Thursday, January 11, 2007

Genocide on Paper

Over the holiday season I read a most un-holiday kind of book: A Sunday At The Pool In Kigali by Gil Courtemanche. I picked it up quite by happenstance but was immediately interested in reading it.

The book is a "based on a true story" kind of book about the Rwandan genocide in the early 1990s. It recounts a fictional journalist's (presumably based on Courtemanche) experience in the days leading up to and during the genocide.

I had read Romeo Dallaire's book about the genocide, Shake Hands With the Devil, earlier so I had some sense of the horrors of the genocide and the lack of international concern. While both books are personal accounts of westerners, they are written very differently and come from different perspectives. Dallaire's book is very much focussed on the broader perspective of the genocide - the major players, the major incidents, the role of the international community (or lack thereof), and the like. While Dallaire recounts his personal experiences, there's not much from an everyday Rwanadan perspective. Courtemanche's book is very much an ordinary Rwandan perspective (as much as I can judge what an ordinary Rwandan perspective is).

While the main character is white Canadian journalist, he is close friends with ordinary Rwandans, and it is just as much their story as his that he is telling. The writing is raw, so don't expect to be cushioned from Rwandan life before and during the genocide. There are marked differences in sexual culture in Rwanda than here (as much as I'm on top of the sexual culture in either country), and there is a persistant sexual theme in the book, though not at all in a pornographic sense.

Several things struck me about the story this book tells. The first is that many of Rwandans in this book view personal pleasure as the ultimate goal in life. Perhaps we are not so different in that, but we tend to try and convince ourselves that we strive for "deeper" things, while the Rwandans in the book are very open about it as if it is the accepted norm. It seems more unwritten here. A second thing that struck me that for some reason I hadn't thought while reading Dallaire's book, is the lack of mention of any resistance to the genocidaires ("genociders"). I can't recall any mention in Dallaire's book of average Rwandans banding together to defend themselves (other than the RPF). I would have thought that as they realized what was going on, the Tutsis and moderate Hutus would have banded together to defend themselves against the extremists. There is only a brief mention of this happening in Courtemanche's book. Perhaps it happened more but that story hasn't yet (to my knowledge) been told.

Reviewers of this book have talked a lot about the moral challenges this book presents us with. While it did do this, I was challenged much more on an emotional level. After forming relationships with the people in the book, there was the persistant question of "What can I do for them?" Satisfactory answers haven't been forthcoming.

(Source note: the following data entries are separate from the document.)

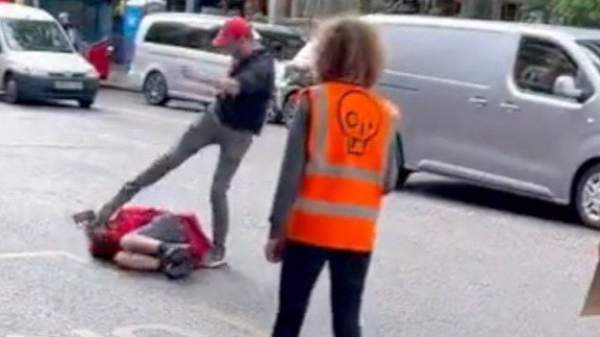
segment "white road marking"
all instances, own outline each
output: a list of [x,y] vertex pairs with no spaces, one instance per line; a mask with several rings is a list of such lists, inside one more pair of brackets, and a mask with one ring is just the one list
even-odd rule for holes
[[80,337],[103,337],[102,335],[90,330],[74,330],[72,333],[79,335]]
[[[23,259],[37,259],[37,258],[66,258],[71,261],[75,261],[82,264],[88,264],[89,260],[81,258],[77,255],[71,254],[65,251],[34,251],[34,252],[17,252],[17,253],[0,253],[0,262],[9,261],[9,260],[23,260]],[[235,315],[231,315],[220,310],[217,310],[212,307],[203,306],[203,305],[192,305],[188,306],[192,310],[201,311],[206,316],[211,317],[214,320],[220,321],[227,326],[239,330],[240,332],[244,332],[247,337],[264,337],[267,336],[268,333],[263,331],[261,328],[257,327],[251,322],[248,322],[246,319],[242,317],[238,317]],[[148,325],[132,325],[115,329],[113,332],[114,337],[140,337],[135,334],[138,330],[154,330],[154,331],[164,331],[179,334],[182,337],[204,337],[203,335],[198,335],[195,332],[191,332],[188,330],[180,329],[177,327],[173,327],[170,325],[164,324],[148,324]],[[102,337],[93,331],[89,330],[75,330],[74,334],[79,335],[80,337]],[[7,337],[30,337],[23,335],[8,335]]]
[[264,337],[269,335],[268,332],[248,322],[242,317],[227,314],[208,306],[192,305],[190,308],[200,310],[207,316],[213,317],[229,326],[242,330],[243,332],[247,333],[248,337]]
[[180,335],[181,337],[205,337],[205,335],[200,335],[197,332],[192,332],[189,330],[184,330],[180,328],[176,328],[170,325],[163,324],[145,324],[145,325],[130,325],[121,328],[115,329],[113,331],[114,337],[140,337],[137,335],[137,331],[146,330],[146,331],[161,331],[161,332],[169,332],[172,334]]
[[37,252],[0,253],[0,261],[62,257],[75,262],[87,264],[88,260],[61,250],[46,250]]
[[79,335],[80,337],[103,337],[102,335],[90,330],[74,330],[72,333]]

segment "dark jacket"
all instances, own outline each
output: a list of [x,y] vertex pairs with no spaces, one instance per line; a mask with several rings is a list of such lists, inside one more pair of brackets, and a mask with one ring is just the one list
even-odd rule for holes
[[218,97],[215,112],[232,129],[260,133],[275,87],[275,63],[264,48],[233,65],[229,74],[240,82],[236,97]]

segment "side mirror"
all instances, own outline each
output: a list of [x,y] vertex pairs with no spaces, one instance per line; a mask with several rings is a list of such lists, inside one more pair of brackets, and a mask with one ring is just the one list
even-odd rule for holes
[[577,88],[575,78],[569,75],[562,75],[556,78],[553,92],[557,96],[571,98],[577,101],[580,101],[584,96],[583,90]]

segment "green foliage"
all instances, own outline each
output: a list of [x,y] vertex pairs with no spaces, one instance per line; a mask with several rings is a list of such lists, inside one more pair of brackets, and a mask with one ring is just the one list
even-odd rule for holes
[[600,27],[600,0],[529,0],[527,10],[542,12],[545,21]]

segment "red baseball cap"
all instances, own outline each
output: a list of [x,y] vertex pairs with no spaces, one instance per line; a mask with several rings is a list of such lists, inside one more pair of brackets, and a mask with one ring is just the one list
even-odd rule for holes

A similar genocidal scenario is playing itself out in Sudan, and likely other places, right now. What can I do about it? I can write letters to my MP, I can donate money to organizations working in the area, but these things are very impersonal and leave me with a sense of powerlessness. While reading books like Dallaire's and Courtemanche's, there were many times when fantasies of sitting on Kigali (capital of Rwanda) rooftops with a sniper rifle and picking off the genocidaires came to my mind. Then I would feel like I was doing something to stop the absurd rampage. While writing a cheque may be useful, I just don't thing it would bring the same feeling of accomplishment as actualizing my fantasy.

Some of you may be surprised and unsettled that I would have such murderous thoughts in my head. Read either of these books, and I'd be surprised if you didn't have them, too. Coming to terms with the full capability humans have for brutality (and this term seems very weak) is not an easy thing to do.